What do we remember? Why do we remember it? And how real is what we remember?
These are just some of the questions that come up when I start trying to “remember” my childhood. My earliest memories are nothing more than snapshots or maybe short videos. The experience of an observer rather than participant.
Then we moved to Cuba. These memories were like those of high school or college. I couldn’t tell you what happened every single day but they form an integral part of my current consciousness.

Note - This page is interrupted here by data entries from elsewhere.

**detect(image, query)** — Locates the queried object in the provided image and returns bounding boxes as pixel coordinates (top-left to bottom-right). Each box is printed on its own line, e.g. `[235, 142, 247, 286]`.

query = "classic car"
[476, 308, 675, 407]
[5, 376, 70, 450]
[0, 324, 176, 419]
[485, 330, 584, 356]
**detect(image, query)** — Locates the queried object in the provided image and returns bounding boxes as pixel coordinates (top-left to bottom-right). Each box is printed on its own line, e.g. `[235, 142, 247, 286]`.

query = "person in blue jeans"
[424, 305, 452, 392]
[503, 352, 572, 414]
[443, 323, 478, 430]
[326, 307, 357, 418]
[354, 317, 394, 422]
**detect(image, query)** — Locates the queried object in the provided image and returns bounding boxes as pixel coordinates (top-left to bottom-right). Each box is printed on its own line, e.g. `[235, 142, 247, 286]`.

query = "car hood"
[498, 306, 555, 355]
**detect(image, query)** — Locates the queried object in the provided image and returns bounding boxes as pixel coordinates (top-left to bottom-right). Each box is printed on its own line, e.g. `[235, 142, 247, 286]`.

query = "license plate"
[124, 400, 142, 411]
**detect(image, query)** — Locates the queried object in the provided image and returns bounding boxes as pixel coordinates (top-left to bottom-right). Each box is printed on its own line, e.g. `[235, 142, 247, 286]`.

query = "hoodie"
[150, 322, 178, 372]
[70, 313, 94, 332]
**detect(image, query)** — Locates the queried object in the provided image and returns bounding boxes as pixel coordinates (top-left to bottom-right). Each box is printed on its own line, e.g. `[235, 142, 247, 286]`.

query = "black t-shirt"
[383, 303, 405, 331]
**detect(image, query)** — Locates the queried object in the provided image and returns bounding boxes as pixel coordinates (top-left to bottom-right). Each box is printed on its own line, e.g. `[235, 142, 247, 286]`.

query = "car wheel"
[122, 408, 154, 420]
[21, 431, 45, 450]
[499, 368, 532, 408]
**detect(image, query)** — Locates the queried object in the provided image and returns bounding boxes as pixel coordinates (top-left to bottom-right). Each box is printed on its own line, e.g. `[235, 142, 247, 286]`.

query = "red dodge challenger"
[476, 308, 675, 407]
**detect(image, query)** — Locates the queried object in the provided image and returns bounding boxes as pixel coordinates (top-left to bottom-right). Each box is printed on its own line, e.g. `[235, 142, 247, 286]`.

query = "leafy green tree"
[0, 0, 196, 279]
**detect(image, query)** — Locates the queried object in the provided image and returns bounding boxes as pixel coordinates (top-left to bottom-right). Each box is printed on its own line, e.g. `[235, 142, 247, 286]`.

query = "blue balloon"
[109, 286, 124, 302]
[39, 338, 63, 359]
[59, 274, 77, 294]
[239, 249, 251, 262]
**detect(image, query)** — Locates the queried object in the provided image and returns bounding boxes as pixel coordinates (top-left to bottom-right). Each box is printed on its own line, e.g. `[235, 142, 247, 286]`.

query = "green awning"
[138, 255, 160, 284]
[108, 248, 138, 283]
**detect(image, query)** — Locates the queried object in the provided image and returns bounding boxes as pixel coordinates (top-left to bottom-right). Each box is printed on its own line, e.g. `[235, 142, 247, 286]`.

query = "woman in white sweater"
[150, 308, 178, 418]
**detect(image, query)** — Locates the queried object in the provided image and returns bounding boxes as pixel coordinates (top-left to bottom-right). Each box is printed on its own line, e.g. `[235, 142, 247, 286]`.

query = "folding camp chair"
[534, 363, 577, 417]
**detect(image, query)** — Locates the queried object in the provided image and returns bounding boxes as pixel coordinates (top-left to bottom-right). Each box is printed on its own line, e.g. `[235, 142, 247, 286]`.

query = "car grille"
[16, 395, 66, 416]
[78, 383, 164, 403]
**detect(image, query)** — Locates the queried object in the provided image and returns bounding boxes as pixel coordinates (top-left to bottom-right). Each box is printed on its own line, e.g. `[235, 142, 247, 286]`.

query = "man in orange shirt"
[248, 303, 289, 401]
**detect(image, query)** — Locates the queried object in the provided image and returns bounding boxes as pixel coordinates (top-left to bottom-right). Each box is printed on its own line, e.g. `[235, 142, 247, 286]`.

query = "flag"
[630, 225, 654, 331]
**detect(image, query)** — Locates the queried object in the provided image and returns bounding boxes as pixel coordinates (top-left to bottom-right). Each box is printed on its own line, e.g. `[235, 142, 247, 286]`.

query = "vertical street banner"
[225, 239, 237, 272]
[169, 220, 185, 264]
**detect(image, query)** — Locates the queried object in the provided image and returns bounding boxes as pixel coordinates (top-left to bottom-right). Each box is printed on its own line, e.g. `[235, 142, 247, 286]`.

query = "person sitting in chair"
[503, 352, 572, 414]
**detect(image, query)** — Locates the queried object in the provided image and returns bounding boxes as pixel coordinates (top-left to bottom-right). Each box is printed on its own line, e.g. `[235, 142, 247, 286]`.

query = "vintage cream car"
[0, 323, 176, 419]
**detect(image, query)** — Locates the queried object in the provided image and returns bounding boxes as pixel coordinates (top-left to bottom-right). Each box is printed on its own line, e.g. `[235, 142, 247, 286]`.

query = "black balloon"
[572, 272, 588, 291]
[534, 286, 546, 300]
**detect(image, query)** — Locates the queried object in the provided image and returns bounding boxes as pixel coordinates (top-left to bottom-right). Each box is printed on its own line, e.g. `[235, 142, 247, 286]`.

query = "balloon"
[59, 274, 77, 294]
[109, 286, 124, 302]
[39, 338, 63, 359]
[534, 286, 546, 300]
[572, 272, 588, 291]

Even so, I am chagrined to realize I can’t think of one ‘friend’ from Cuba. I remember Maria who conspired with me to make my favorite cubed steak, black beans and rice when my parents were out. I remember our dog escaping the house and running down the two blocks to my school. I can still hear her jangling tags in the hallway and feel myself cringe in embarrassment as she bound into the room (the doors were left open to allow for cross ventilation) and down the aisle to plop herself proudly at my feet. I remember when Castro reached Havana. I remember visiting the Hershey cocoa farm. I remember some of my likes (horses) and dislikes (practicing piano). I remember being me.
From Cuba on my memories become richer, more complex, more complete. I remember people, places, events,
There is, however, another ‘memory’ from my early life. When I was in my 30’s, my father dragged out old home movies. I watched as jerky images with no sound or color chronicled my life from infancy onward. We were just about through our stay in Guatemala (ages three through five) when there I was smiling happily into the camera holding a doll. I was sitting on the deck of the freighter that we were taking to move back to the U.S. I laughed as my mother remembered that the Guatemalan jacket I was wearing was a match for ones she and my father both had which I later ‘stole’. Suddenly I was overcome with the darkest, deepest despair I have ever experienced. A voice in my head said “That girl is so-o unhappy.” It took me a minute or two to come back to what was happening around me. I had no idea what to make of what had happened, but the sense of great sadness persisted.
Was this a memory? I honestly don’t ‘remember’ being on the boat. I don’t even remember Guatemala. But I feel this was a true recollection of something that I did experience. And I still grieve for that smiling child who was me yet oddly not me.